Seaman (Dreamcast) - The Dreamcast introduced a lot of quirky and unique games and Seaman pretty much exemplified this. I was hooked on this game for several weeks and the voice of Leonard Nimoy was great.
NiGHTS (Saturn) - It's a shame Sega never made a sequel to this game. I still play the rare Christmas disc every once in awhile.
Panzer Dragoon Saga (Saturn) - This is a very hard to find game. But if you do manage to find it, you'll be treated to one of the best RPGs in the 32bit generation.
Animal Crossing (Gamecube) - This game has really nice charm to it. My whole family plays it.

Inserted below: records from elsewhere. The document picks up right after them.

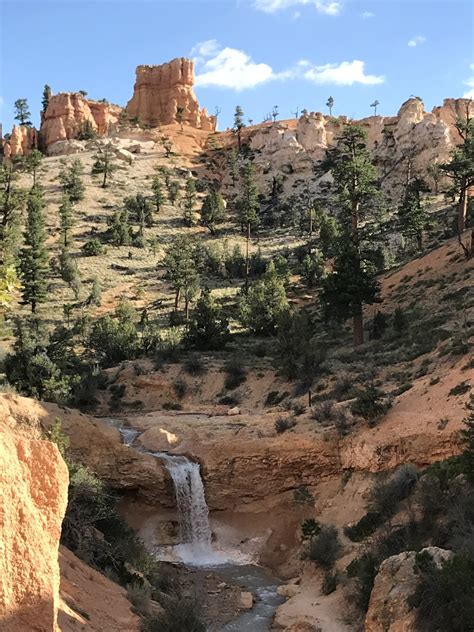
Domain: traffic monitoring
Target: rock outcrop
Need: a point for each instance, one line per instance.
(33, 498)
(68, 112)
(161, 92)
(22, 140)
(413, 135)
(396, 581)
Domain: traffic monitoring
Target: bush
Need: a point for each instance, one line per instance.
(324, 548)
(93, 248)
(444, 597)
(236, 374)
(370, 403)
(282, 424)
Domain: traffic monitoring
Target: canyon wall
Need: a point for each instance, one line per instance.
(33, 498)
(68, 112)
(160, 91)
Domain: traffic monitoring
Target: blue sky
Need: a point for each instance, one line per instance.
(257, 53)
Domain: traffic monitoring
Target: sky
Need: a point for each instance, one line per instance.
(293, 54)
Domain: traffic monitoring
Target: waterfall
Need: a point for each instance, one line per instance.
(193, 512)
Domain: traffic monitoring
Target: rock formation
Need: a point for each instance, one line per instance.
(33, 498)
(160, 91)
(396, 581)
(22, 140)
(68, 112)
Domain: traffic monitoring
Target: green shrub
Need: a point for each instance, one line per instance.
(324, 548)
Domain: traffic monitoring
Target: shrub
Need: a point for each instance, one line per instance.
(282, 424)
(324, 548)
(236, 374)
(370, 403)
(93, 248)
(444, 597)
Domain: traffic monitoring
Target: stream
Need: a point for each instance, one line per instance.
(195, 549)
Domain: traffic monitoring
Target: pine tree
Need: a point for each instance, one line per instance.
(34, 256)
(264, 303)
(104, 165)
(66, 220)
(352, 282)
(158, 196)
(208, 328)
(141, 210)
(460, 169)
(46, 98)
(181, 270)
(239, 125)
(412, 214)
(70, 177)
(247, 210)
(212, 211)
(22, 113)
(33, 162)
(189, 202)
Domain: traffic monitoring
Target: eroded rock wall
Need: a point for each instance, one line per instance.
(160, 91)
(33, 498)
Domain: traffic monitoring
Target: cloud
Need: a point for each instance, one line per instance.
(236, 70)
(418, 39)
(470, 83)
(346, 73)
(233, 68)
(325, 7)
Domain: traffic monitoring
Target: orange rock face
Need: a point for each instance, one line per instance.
(22, 140)
(67, 112)
(161, 90)
(33, 498)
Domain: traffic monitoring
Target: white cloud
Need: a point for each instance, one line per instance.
(232, 68)
(415, 41)
(325, 7)
(344, 74)
(470, 83)
(235, 69)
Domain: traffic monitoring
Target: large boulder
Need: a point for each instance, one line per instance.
(33, 499)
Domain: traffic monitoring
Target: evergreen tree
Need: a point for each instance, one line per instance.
(34, 256)
(189, 201)
(141, 210)
(264, 303)
(22, 113)
(104, 164)
(180, 264)
(208, 329)
(412, 214)
(247, 210)
(158, 196)
(460, 169)
(212, 211)
(352, 282)
(173, 192)
(33, 162)
(70, 177)
(66, 220)
(45, 99)
(330, 105)
(239, 125)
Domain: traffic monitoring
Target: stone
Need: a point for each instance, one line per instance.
(396, 581)
(160, 90)
(33, 498)
(246, 600)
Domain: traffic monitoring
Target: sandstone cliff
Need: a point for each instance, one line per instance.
(33, 498)
(67, 112)
(161, 90)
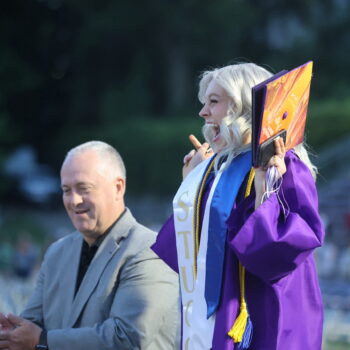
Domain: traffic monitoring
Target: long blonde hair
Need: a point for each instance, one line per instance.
(237, 80)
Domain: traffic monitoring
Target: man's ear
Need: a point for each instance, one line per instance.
(120, 188)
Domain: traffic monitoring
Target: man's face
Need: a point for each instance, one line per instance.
(93, 199)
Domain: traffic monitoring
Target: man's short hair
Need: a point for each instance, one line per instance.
(107, 153)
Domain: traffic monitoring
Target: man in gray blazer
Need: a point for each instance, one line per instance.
(100, 287)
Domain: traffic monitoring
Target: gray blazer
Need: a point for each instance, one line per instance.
(128, 298)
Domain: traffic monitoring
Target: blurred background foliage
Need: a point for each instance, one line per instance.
(127, 73)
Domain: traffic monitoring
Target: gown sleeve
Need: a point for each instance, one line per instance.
(269, 242)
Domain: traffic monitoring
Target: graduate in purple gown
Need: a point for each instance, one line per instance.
(244, 256)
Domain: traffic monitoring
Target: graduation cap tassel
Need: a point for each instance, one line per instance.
(242, 330)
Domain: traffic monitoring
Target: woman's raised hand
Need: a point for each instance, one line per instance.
(196, 155)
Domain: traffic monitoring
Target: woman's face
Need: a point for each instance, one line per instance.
(215, 109)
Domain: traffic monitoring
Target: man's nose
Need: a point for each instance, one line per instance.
(76, 199)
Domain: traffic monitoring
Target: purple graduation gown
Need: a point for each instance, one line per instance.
(282, 289)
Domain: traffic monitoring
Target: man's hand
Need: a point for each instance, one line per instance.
(23, 335)
(196, 156)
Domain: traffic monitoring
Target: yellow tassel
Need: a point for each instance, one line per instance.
(238, 328)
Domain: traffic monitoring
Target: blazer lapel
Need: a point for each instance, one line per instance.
(105, 252)
(69, 274)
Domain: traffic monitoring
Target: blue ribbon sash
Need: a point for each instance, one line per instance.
(220, 208)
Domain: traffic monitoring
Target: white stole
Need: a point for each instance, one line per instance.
(197, 329)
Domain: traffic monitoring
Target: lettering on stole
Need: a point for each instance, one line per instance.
(186, 280)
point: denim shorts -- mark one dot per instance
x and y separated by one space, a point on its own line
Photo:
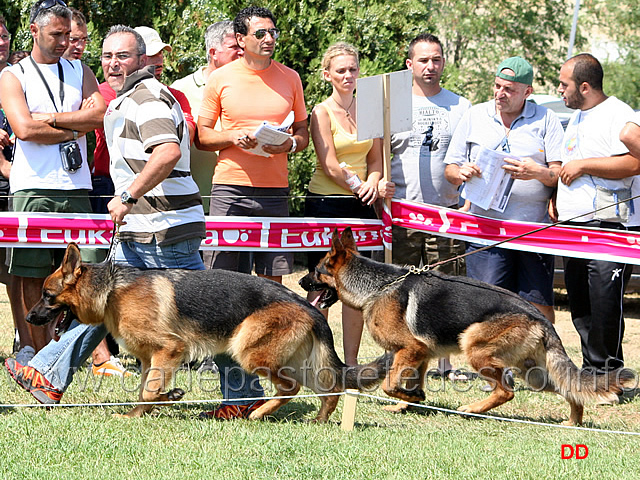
182 254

Daytona 2/Super GT (Arcade) - Two excellent racers that happened to come out just as the arcade industry in the US was falling to pieces.
Zoop (Snes) - I think this is the name of the game. It was a cool unicycle game for the Snes before Donkey Kong Country came out.
Abscissa
03-03-2005, 02:58 PM
Dynamite Heady (Genesis) - Excellent platformer. It's a shame it didn't get more attention back in the day.Yup, Treasure is king :)
NiGHTS (Saturn) - It's a shame Sega never made a sequel to this game. I still play the rare Christmas disc every once in awhile.Hmm, as much as I've tried this game (not the Christmas disc), I've never quite been able to really get into it. It's one of those things that I really *want* to like, but haven't succeeded yet.
Animal Crossing (Gamecube) - This game has really nice charm to it. My whole family plays it.I always thought they should make a dentistry-themed version of that, just so they could call it "Animal Flossing" :D
Daytona 2/Super GT (Arcade) - Two excellent racers that happened to come out just as the arcade industry in the US was falling to pieces.God I miss arcades soooo much... :(. Always just assumed they'd be around forever. Kinda breaks my heart...
Zoop (Snes) - I think this is the name of the game. It was a cool unicycle game for the Snes before Donkey Kong Country came out.
Zoop was one of those fast-pased puzzle games involving shapes/colors(sorta like columns or klax). I think the unicycle game you're thinking about is Uniracers. I had a lot of fun with it too.